EuGH: Kein privilegierter Maßstab für Betriebsvereinbarungen 

Der Hoffnung auf die Zulässigkeit maßgeschneiderter Lösungen für die betriebliche Datenverarbeitung erteilte der EuGH eine deutliche Absage.

Mit Blick auf die erste Vorlagefrage stellte der EuGH klar, dass in Betriebsvereinbarungen geregelte Datenverarbeitung sämtliche Anforderungen der DSGVO erfüllen muss. Andernfalls könne das hohe Schutzniveau der DSGVO im Beschäftigungskontext umgangen werden. Entsprechend seien insbesondere die allgemeinen Datenverarbeitungsgrundsätze aus Art. 5 DSGVO, die Rechtmäßigkeitsanforderungen aus Art. 6 Abs. 1 DSGVO sowie die besonderen Anforderungen an besondere Kategorien von Daten (z.B. Gesundheitsdaten) aus Art. 9 Abs. 1 DSGVO zu beachten.

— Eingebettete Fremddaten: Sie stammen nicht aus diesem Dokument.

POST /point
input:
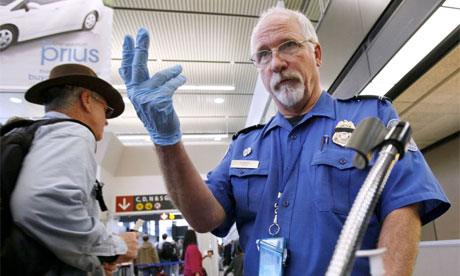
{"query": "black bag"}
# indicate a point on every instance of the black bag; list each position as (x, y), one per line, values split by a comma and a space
(20, 253)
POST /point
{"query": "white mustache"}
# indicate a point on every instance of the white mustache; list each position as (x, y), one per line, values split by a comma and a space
(284, 75)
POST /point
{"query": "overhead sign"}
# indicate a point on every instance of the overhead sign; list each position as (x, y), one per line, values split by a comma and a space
(143, 203)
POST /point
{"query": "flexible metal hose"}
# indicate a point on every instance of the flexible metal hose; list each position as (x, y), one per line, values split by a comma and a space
(361, 211)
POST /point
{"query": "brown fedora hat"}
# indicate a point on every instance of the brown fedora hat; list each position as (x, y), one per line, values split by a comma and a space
(77, 75)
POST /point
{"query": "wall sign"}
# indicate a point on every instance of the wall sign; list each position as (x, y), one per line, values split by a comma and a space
(139, 203)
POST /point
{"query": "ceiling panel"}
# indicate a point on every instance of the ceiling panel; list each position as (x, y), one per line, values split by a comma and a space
(432, 104)
(236, 7)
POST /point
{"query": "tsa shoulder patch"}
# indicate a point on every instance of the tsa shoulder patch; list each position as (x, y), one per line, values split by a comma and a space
(411, 146)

Auch einen Ermessensspielraum der Betriebsparteien bei der Beurteilung der Erforderlichkeit der Datenverarbeitung lehnte der EuGH ab.

Die zweite Vorlagefrage beantwortete der EuGH mit der Klarstellung, dass Rechtsgrundlagen in Betriebsvereinbarungen einer vollen gerichtlichen Kontrolle hinsichtlich der Anforderungen der DSGVO unterliegen. Zwar erkennt der Gerichtshof an, dass die Betriebsparteien

umfangreiche Kenntnisse in Bezug auf die spezifischen Bedürfnisse im Beschäftigungsbereich und im betreffenden Tätigkeitsbereich haben.

Nichtsdestotrotz müsse ausgeschlossen werden, dass die Betriebsparteien aus Gründen der Wirtschaftlichkeit und Einfachheit Kompromisse schließen, die das hohe Schutzniveau der DSGVO beeinträchtigen könnten.

Damit ist als Quintessenz festzuhalten: Eine nach Maßgabe der DSGVO unzulässige Datenverarbeitung kann nicht auf der Basis einer Betriebsvereinbarung legitimiert werden.

Praxishinweis: Die „Workday“-Entscheidung des EuGH enthält keinerlei Anhaltspunkte für ein Mitbestimmungsrecht des Betriebsrats in Sachen Datenschutz. Vielmehr ist der Datenschutz mitbestimmungsfrei und wird insbesondere nicht vom IT-Mitbestimmungsrecht des Betriebsrats nach § 87 Abs. 1 Nr. 6 BetrVG erfasst (so zuletzt ausdrücklich LAG Hessen, Urteil v. 5. Dezember 2024 – 5 TaBV 4/24). 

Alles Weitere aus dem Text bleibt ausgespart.